Ghosts From Girlfriends Past (2009)

Movie Info

Movie Info

Run Time
1 hour and 40 minutes
Rating
PG-13

VP Content Ratings

Violence
2/10
Language
1/10
Sex & Nudity
3/10
Rated PG-13 Our ratings: V- 2; L- 1; S/N-3 . Running time: 1 hour 40 min.

Do not be deceived; God is not mocked,
for you reap whatever you sow.
Galatians 6.7

Connor sees his childhood friend Jennifer at his brother s wedding rehearsal.
2009 New Line Cinema

Director Mark Waters’ is the more interesting of the two cad films, in that his script borrows from Charles Dickens’s holiday classic A Christmas Carol. The opening of the film establishes that fashion photographer Connor Mead (Matthew McConaughey) is indeed a cad, seducing the model he is currently shooting, while at the same time holding an on-line conference call to tell three gorgeous girl friends that he is breaking up with them. This saves his precious time, he explains. His ambition is to seduce all the eligible women he encounters and then dump then—he measures the length of his tawdry relationships in minutes, not days or weeks!

Connor shows up late at the wedding rehearsal of the younger brother he had raised when their parents had died in an auto accident, Paul (Breckin Meyer), only to becloud the rehearsal dinner when he spews forth his opposition to marriage as an obsolete, enslaving relationship. He sinks even lower in the esteem of the others when he manages to destroy the elaborate wedding cake. Even Jenny (Jennifer Garner), his childhood friend, gives up her hope that he can ever change. But in between these two events, and other caddish moments, the ghost of Connor’s Uncle Wayne (Michael Douglas) shows up to warn him that he will have three more spectral visitors. Uncle Wayne had been a playboy also; indeed, we see in subsequent visits by the ghosts of past girl friends that it was his Uncle who had inculcated in his nephew his values. The now remorseful Uncle Wayne wants to warn Connor of the sad consequences of such behavior. The three ghosts, the first of whom is that of the high school girl who was his first conquest, take him back to his past, present, and his lonely future. They show him much that he has forgotten—such as that it was little Jenny who gave him his first camera. The ghost of the future shows him of the forlorn fate that awaits him unless he changes.

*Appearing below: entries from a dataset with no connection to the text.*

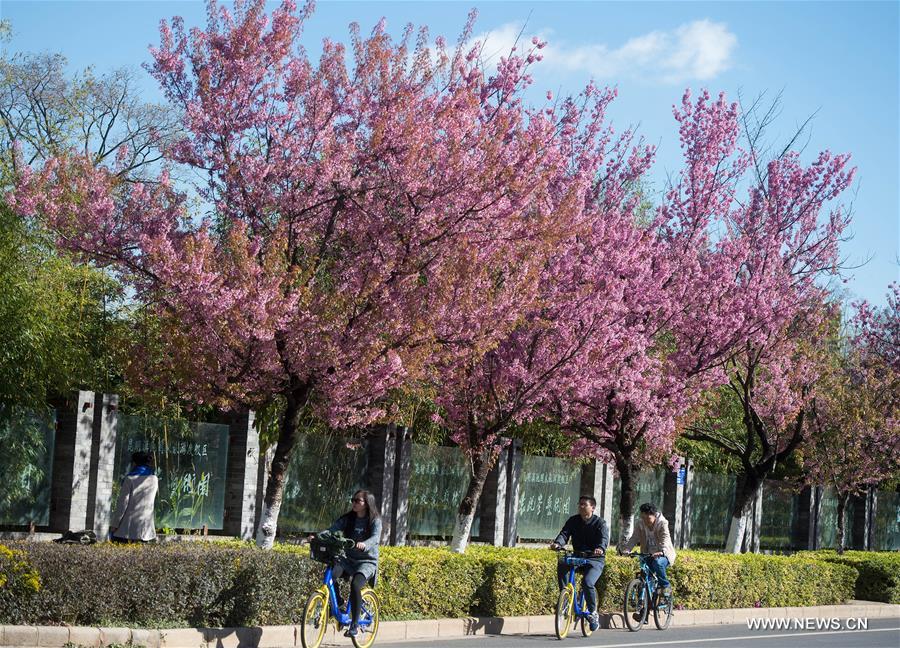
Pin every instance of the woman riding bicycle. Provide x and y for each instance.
(362, 524)
(590, 537)
(651, 532)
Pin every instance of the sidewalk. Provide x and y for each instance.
(289, 636)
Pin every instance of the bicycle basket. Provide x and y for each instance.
(324, 551)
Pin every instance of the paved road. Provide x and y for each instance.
(881, 633)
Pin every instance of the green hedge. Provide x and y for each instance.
(235, 584)
(878, 572)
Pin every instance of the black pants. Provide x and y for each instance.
(356, 584)
(590, 575)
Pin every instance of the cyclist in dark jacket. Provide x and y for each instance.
(362, 523)
(590, 536)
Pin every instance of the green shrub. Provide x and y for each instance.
(183, 584)
(236, 584)
(19, 581)
(878, 572)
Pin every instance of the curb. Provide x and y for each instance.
(289, 636)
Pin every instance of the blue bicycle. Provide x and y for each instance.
(321, 606)
(642, 594)
(572, 604)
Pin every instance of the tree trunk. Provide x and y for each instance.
(626, 500)
(842, 507)
(287, 439)
(748, 487)
(481, 466)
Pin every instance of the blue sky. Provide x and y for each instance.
(836, 59)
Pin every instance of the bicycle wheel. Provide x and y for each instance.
(636, 604)
(315, 620)
(585, 622)
(565, 611)
(663, 611)
(369, 612)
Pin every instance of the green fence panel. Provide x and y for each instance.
(324, 472)
(26, 467)
(438, 480)
(780, 511)
(887, 522)
(191, 463)
(712, 497)
(648, 487)
(548, 496)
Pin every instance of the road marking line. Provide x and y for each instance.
(771, 636)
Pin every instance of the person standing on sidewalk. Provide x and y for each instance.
(134, 519)
(590, 537)
(651, 531)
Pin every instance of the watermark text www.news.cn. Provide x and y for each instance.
(825, 623)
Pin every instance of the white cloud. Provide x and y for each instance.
(699, 50)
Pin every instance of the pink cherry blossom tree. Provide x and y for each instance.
(575, 304)
(364, 211)
(854, 441)
(781, 241)
(728, 278)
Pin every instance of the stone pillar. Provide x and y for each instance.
(872, 510)
(513, 478)
(242, 477)
(382, 453)
(494, 501)
(403, 454)
(859, 523)
(686, 500)
(103, 463)
(262, 480)
(72, 463)
(806, 530)
(673, 497)
(756, 520)
(597, 481)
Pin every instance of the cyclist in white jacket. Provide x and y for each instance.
(651, 531)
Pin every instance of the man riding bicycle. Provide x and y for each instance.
(651, 531)
(590, 537)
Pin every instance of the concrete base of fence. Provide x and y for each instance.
(289, 636)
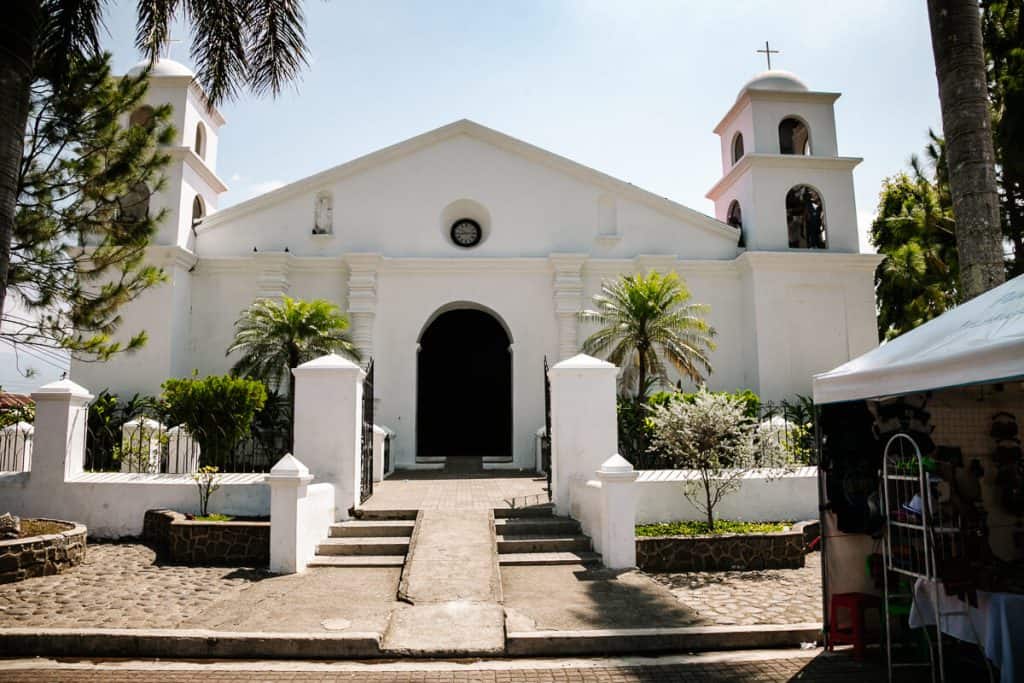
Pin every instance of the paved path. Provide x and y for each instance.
(120, 586)
(452, 582)
(767, 596)
(418, 489)
(812, 666)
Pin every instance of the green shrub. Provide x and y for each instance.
(700, 527)
(218, 412)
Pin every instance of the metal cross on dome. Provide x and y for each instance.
(768, 52)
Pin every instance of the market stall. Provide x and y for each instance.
(922, 483)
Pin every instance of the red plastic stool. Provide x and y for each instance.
(854, 634)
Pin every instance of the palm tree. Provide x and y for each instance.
(960, 67)
(645, 318)
(274, 337)
(255, 43)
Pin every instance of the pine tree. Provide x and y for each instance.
(82, 221)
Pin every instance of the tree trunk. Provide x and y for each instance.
(293, 363)
(641, 374)
(711, 515)
(18, 33)
(960, 68)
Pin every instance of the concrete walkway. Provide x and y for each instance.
(452, 583)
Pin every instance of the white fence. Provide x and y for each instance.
(763, 496)
(15, 447)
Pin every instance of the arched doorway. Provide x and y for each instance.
(464, 387)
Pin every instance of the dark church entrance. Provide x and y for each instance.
(464, 387)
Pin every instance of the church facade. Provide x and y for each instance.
(462, 256)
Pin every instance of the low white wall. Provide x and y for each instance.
(793, 496)
(114, 504)
(585, 507)
(315, 515)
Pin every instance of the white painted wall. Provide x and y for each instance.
(793, 497)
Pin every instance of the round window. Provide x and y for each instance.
(466, 232)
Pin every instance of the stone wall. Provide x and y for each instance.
(783, 550)
(42, 555)
(183, 541)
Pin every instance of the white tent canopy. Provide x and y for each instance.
(979, 341)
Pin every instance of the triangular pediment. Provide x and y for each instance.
(465, 127)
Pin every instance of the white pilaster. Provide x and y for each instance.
(567, 290)
(58, 447)
(584, 427)
(272, 282)
(329, 425)
(363, 300)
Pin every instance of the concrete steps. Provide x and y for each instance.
(371, 528)
(535, 536)
(364, 546)
(518, 526)
(543, 544)
(381, 541)
(357, 561)
(384, 515)
(548, 559)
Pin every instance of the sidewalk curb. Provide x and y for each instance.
(631, 641)
(203, 644)
(186, 644)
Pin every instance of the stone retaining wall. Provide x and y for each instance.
(42, 555)
(783, 550)
(188, 542)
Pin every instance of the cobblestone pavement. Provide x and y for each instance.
(768, 596)
(812, 667)
(119, 586)
(431, 491)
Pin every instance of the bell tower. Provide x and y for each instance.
(193, 186)
(190, 193)
(783, 182)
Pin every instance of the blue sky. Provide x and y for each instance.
(630, 87)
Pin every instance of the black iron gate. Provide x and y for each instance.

This is an enjoyable cautionary tale, but, as indicated in the introduction, a double fantasy. The ghost business is easier to accept than the second, and perhaps less obvious one—the exclusively male fantasy that almost all women are so dumb and compliant that they would accept the treatment that a charming cad like Connor dishes out. The time is supposedly in the present, not in the Fifties: it is as if the Feminist Movement never took place. I realize that this is just a little escapist tale, but as for myself, and hopefully the female members of the audience, a little more touch of realism would have been welcome. My advice is to wait until the film comes out on DVD—there are some good laughs in it—and in the meantime watch the far more perceptive, and also more realistic, comedy drama about a cad that stars Michael Caine in one of his great roles, Alfie.

For Reflection/Discussion

1. How has Uncle Wayne reaped what he sowed?

2. What did you think of Paul’s defense of his boorish brother? How has he become a person of grace? Also Jennifer?

3. What do you think of the belief that Connor has inherited from his uncle, “The person with the most power in a relationship is the one who cares the least.” What do you think he means by power? Compare this to what the apostle Paul says in 1 Corinthians 13.

4. How is Jennifer’s repairing the smashed wedding cake like a parable that describes Connor and his life?